No, you are missing the point. I'll explain a little. This is not a semantic issue.
When you "measure" a room using something like REW you are making specific choices about:
- Bandwidth
- Level
- Window
- FFT length
- Averaging
- Other complex calculations
These affect the FR and other graphs. Based on what shows up in the graph, you can then make equalization adjustments using some specific kind of filter. Most manual PEQ uses IIR filters. There are consequences to all this stuff.
Automatic room measurement and adjustment removes your ability to control some or all of these things.
I bring this up because, when you see line on an FR graph, unless you have some sense of what is being calculated, you will not know what physical events are being represented and how.
Next, hearing works, very roughly, in two ways: time sensitivity and level sensitivity, each being different per frequency.
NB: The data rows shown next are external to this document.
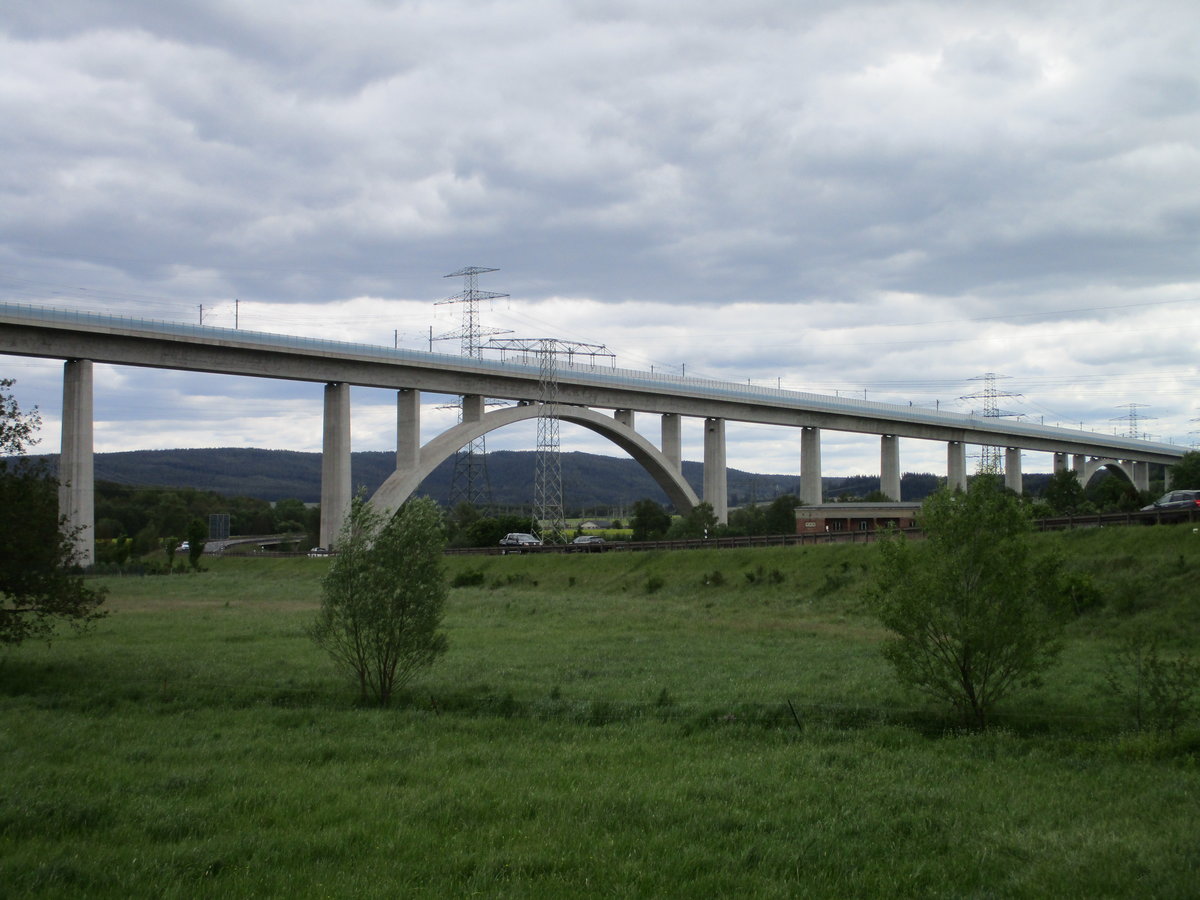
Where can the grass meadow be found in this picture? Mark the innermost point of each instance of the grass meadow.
(603, 725)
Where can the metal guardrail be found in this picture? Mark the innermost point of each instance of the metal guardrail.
(765, 540)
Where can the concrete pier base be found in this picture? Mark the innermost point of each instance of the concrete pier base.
(408, 430)
(957, 466)
(811, 492)
(1013, 479)
(76, 466)
(889, 466)
(672, 441)
(335, 463)
(717, 491)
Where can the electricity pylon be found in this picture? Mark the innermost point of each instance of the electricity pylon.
(469, 483)
(991, 459)
(549, 517)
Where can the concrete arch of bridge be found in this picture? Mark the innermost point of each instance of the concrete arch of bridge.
(400, 486)
(1093, 466)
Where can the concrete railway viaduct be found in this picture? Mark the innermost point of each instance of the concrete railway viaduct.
(83, 339)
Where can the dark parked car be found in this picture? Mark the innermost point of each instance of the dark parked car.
(1175, 499)
(517, 541)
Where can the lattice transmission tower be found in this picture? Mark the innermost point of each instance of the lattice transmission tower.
(549, 517)
(469, 483)
(991, 459)
(1132, 418)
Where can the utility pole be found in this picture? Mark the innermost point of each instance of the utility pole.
(1132, 418)
(549, 517)
(469, 483)
(991, 459)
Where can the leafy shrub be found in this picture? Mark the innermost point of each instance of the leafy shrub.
(467, 580)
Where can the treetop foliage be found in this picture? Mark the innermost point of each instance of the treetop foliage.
(383, 597)
(973, 611)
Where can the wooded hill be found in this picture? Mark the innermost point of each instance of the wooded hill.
(589, 480)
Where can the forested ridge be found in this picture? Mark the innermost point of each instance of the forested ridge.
(589, 480)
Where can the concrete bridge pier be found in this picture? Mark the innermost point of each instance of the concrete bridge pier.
(472, 407)
(957, 466)
(889, 466)
(1013, 480)
(335, 462)
(811, 493)
(77, 471)
(717, 490)
(408, 430)
(672, 441)
(1140, 474)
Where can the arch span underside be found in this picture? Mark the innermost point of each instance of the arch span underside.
(1093, 466)
(401, 484)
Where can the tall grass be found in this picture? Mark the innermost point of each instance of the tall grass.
(586, 736)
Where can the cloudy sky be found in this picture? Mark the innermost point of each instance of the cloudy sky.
(881, 199)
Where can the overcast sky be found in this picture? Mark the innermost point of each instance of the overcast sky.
(882, 199)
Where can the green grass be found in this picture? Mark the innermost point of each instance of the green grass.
(588, 736)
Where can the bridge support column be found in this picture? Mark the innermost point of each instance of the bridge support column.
(672, 441)
(957, 466)
(77, 473)
(889, 466)
(1013, 480)
(472, 407)
(335, 463)
(1140, 475)
(408, 430)
(717, 491)
(811, 493)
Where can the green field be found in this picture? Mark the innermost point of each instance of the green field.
(606, 724)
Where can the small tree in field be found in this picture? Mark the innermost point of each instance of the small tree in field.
(973, 612)
(382, 599)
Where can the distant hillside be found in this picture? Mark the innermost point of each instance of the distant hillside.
(588, 479)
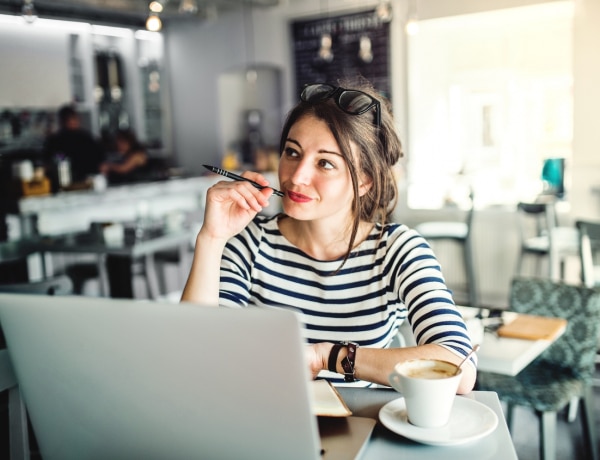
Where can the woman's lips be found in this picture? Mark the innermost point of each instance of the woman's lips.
(298, 197)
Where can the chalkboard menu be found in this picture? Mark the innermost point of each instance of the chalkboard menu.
(333, 48)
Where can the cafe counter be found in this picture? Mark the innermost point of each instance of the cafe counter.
(74, 211)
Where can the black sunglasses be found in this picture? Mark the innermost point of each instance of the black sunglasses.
(351, 101)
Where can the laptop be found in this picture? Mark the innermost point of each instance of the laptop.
(109, 378)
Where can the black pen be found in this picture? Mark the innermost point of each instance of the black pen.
(233, 176)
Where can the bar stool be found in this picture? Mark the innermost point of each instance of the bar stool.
(460, 233)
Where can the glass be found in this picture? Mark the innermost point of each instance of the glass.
(351, 101)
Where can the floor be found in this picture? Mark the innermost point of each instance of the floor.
(525, 434)
(569, 440)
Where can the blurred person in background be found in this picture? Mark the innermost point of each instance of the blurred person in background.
(74, 144)
(130, 159)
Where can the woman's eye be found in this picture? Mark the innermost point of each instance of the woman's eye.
(326, 164)
(290, 152)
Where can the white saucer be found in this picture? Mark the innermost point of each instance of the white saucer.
(469, 420)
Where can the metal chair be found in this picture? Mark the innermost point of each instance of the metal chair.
(589, 252)
(542, 237)
(562, 373)
(58, 285)
(460, 233)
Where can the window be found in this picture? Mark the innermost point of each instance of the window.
(490, 98)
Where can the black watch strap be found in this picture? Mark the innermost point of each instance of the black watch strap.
(333, 354)
(348, 361)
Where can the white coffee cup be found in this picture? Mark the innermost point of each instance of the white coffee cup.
(429, 387)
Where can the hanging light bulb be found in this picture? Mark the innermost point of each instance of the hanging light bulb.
(28, 11)
(153, 23)
(188, 7)
(365, 49)
(325, 51)
(412, 26)
(384, 11)
(156, 6)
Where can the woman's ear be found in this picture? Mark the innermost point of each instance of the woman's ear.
(365, 185)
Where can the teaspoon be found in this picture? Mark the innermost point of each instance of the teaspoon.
(474, 350)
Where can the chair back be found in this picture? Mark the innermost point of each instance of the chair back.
(579, 305)
(589, 245)
(535, 219)
(58, 285)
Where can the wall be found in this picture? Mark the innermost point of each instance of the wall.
(39, 56)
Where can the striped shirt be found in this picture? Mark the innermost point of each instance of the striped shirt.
(390, 277)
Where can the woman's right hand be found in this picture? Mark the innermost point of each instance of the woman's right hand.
(231, 205)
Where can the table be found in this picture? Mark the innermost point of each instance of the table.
(386, 444)
(144, 247)
(504, 355)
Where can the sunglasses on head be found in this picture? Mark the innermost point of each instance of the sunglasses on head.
(351, 101)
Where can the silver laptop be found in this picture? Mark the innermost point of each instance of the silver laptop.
(106, 378)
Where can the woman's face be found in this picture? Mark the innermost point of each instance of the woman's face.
(313, 174)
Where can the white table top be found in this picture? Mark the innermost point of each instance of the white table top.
(504, 355)
(385, 444)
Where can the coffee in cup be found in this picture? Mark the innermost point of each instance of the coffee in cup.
(429, 387)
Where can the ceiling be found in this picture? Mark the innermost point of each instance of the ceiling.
(125, 12)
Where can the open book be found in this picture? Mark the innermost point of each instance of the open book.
(327, 401)
(533, 327)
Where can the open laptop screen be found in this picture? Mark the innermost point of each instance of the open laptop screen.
(107, 378)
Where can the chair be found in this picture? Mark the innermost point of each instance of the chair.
(589, 249)
(461, 233)
(58, 285)
(17, 414)
(562, 373)
(542, 237)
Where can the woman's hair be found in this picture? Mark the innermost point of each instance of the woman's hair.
(378, 149)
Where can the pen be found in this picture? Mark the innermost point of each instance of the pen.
(233, 176)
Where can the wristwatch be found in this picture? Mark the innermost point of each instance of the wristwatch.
(347, 362)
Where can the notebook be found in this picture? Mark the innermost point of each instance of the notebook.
(107, 378)
(533, 327)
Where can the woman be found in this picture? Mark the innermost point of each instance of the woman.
(332, 254)
(131, 161)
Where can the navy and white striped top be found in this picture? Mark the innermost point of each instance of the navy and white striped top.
(391, 276)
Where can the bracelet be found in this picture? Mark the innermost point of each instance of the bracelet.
(348, 361)
(333, 354)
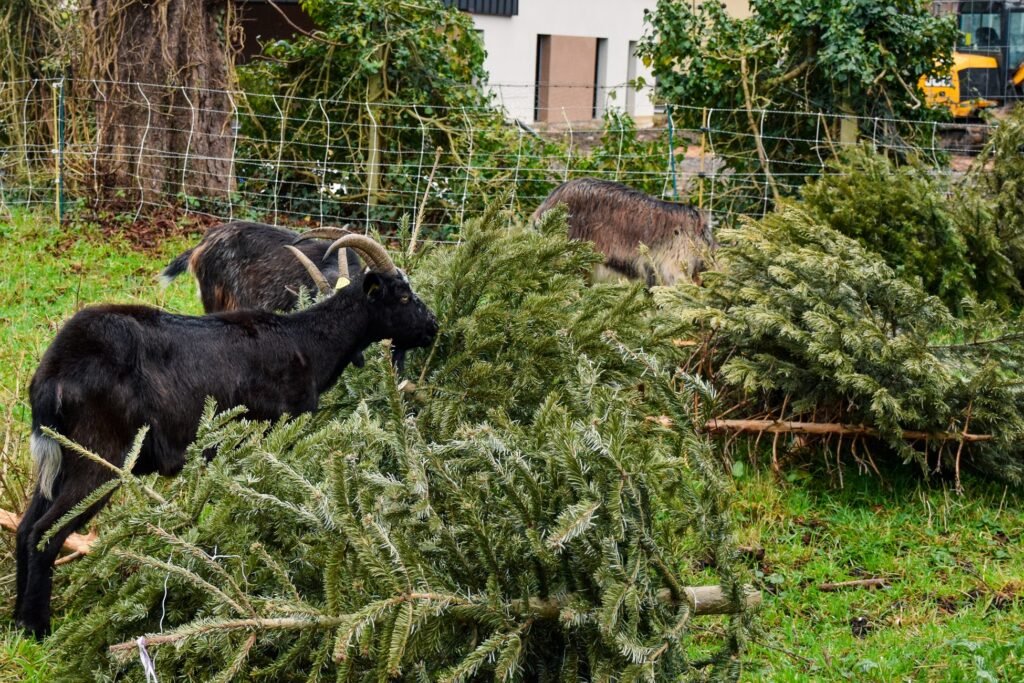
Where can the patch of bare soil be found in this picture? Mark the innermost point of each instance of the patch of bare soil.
(146, 232)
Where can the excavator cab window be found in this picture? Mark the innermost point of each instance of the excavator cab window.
(1015, 39)
(980, 30)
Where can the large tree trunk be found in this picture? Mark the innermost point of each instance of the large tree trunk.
(162, 70)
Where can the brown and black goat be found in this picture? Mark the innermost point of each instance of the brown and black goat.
(242, 265)
(114, 369)
(617, 219)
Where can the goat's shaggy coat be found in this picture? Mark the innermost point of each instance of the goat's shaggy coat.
(617, 219)
(114, 369)
(243, 265)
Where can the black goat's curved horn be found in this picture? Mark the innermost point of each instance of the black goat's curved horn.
(343, 264)
(326, 232)
(376, 255)
(322, 284)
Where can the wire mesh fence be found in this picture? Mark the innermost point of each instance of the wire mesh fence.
(285, 159)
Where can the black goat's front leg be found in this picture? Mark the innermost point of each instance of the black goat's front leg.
(35, 566)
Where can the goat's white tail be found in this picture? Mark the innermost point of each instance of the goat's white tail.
(46, 453)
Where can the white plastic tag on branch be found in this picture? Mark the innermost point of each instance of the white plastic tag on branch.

These separate into three (but really four) groups:
- Below about 1.5kHz, frequencies are identified through the ear/brain phase locking to the physical waveform.
- Above around 1.5kHz, this identification takes place through level.
- Around 1.5kHz, both of the above mechanisms are active. Ability to resolve and localize sound is reduced.
- Below around 100Hz, tactile perception is involved in bass perception. This involves skin pressure receptors as well as proprioception and other sensory pathways I do not understand very well.
For our purposes, only 1 (phase locking) and 2 (level) are important. We do not instantly become aware of particular frequency being played. Phase locking takes time, tending to be longer the lower in frequency the sound, and faster the higher (before it stops working once the frequency gets too high). This means for lower frequencies, what we hear is an average of sound energy over a short period of time. Once level sensitivity takes over at higher frequencies, the ear is mostly responding to the SPL of direct sound (so instantaneous SPL, with a small amount of time required for recovery before responding to the next wave). All of this is contained in what is called the precedence effect, the law of the first wavefront, or the Haas effect.
So, when looking at an FR chart, below the transition frequency, standard IIR filter EQ correction to a target curve will be effective because a standard steady state response will reflect what we hear (although the physical location of room modes complicates this). Around the transition frequency, IIR filter EQ will become ineffective because the peaks and dips shown in a steady state graph are nonminimum phase. Above the transition frequency, the steady state graph no longer reflects what we hear, and correction using IIR filter EQ to a specific target is wrong. Above, the transition frequency, different windows must be used to understand the FR of direct sound vs. the FR of reflected sound.
I apologize for not explaining everything, but like I said, it's all in the book.